Das daher nur der Vollständigkeit halber ....


----------



## Riesenangler (24. März 2015)

*AW: Offener Brief an Frau Dr. Happach-Kasan und die Mitgliedsverbände des DAFV*

Ähm. Du erwartest doch nicht ernsthaft eine Antwort? Oder etwa doch?


----------



## kati48268 (24. März 2015)

*AW: Offener Brief an Frau Dr. Happach-Kasan und die Mitgliedsverbände des DAFV*

Ich bin ja nach wie vor der Meinung, Frau Dr. meinte dieses Anglerforum:
http://www.anglerforum-sh.de/forum.php
- es ist ein 'spezielles' Forum
- die Darstellung der Verbandsarbeit ist fehlerhaft
- Korrekturen sind nicht möglich, weil
- entsprechende Beiträge gelöscht werden.
Alle Kriterien treffen zu.

Was ich mich viel mehr frage, wie sie zu der Erkenntnis kommt (Schreiben an die LVs v. 20.3.), _"Das Präsidium stellt sich der Kritik von innen und auch von außen"_.
Ja, wo denn, wann denn,... jemals?  #c


Eine Antwort wird -wie immer- nicht kommen, Thomas.
Erlaubt ist Hofberichterstattung, alles anderes ist verlogen, hetzerisch & pöse.
Transparenz, Basisarbeit, Reflektion des eigenen (Nicht-)Handelns,... unverständliche Fremdworte.
So war es immer, so soll es immer bleiben.

Aber wer zu spät kommt, den bestraft...


----------



## Thomas9904 (24. März 2015)

*AW: Offener Brief an Frau Dr. Happach-Kasan und die Mitgliedsverbände des DAFV*



Riesenangler schrieb:


> Ähm. Du erwartest doch nicht ernsthaft eine Antwort? Oder etwa doch?


doch, natürlich.....

:g:g:g


----------



## labralehn (24. März 2015)

*AW: Offener Brief an Frau Dr. Happach-Kasan und die Mitgliedsverbände des DAFV*

Thomas versuch es mal am 21. Dezember, da ist der Thomastag. 

Wenn die da oben in dem Verein, aber nach dem Römischen Generalkalender hantieren, wird der Gedenktag des (hl.) Thomas am 3. Juli begangen.







Hm, nach der Geschichte zu folgern, ist der 3. Juli kein guter Tag





> 1778: Preußen erklärt nach vorausgegangenen diplomatischen Scharmützeln Österreich den Krieg. Der folgende Bayerische Erbfolgekrieg bringt nur wenige Gefechte um die Truppenversorgung, die ihm die Beinamen *Kartoffelkrieg und Zwetschgenrummel *eintragen.
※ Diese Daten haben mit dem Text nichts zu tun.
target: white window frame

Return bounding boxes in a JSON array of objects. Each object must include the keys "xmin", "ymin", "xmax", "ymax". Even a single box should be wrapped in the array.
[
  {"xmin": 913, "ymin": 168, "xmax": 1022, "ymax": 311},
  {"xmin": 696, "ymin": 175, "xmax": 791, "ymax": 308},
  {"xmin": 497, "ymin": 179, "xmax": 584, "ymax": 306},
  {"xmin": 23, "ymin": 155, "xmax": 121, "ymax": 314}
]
Quelle: http://de.wikipedia.org/wiki/3._Juli


----------



## Thomas9904 (9. April 2015)

*AW: Offener Brief an Frau Dr. Happach-Kasan und die Mitgliedsverbände des DAFV*

Bis dato noch keine Rückmeldung - auch nicht von denen, die angeblich mit mir reden würden und somit die Chance hätten, das zu nutzen dazu..
http://www.anglerboard.de/board/showthread.php?t=301165


----------



## RuhrfischerPG (9. April 2015)

*AW: Offener Brief an Frau Dr. Happach-Kasan und die Mitgliedsverbände des DAFV*

Da wird mit sehr hoher Wahrscheinlichkeit auch nix  kommen.Es droht dann nämlich der Argumentative Offenbarungseid.

Der offizielle DAVF Song also wie gehabt:Spielt nicht mit den (AB)Schmuddelkindern,singt nicht ihre Lieder. 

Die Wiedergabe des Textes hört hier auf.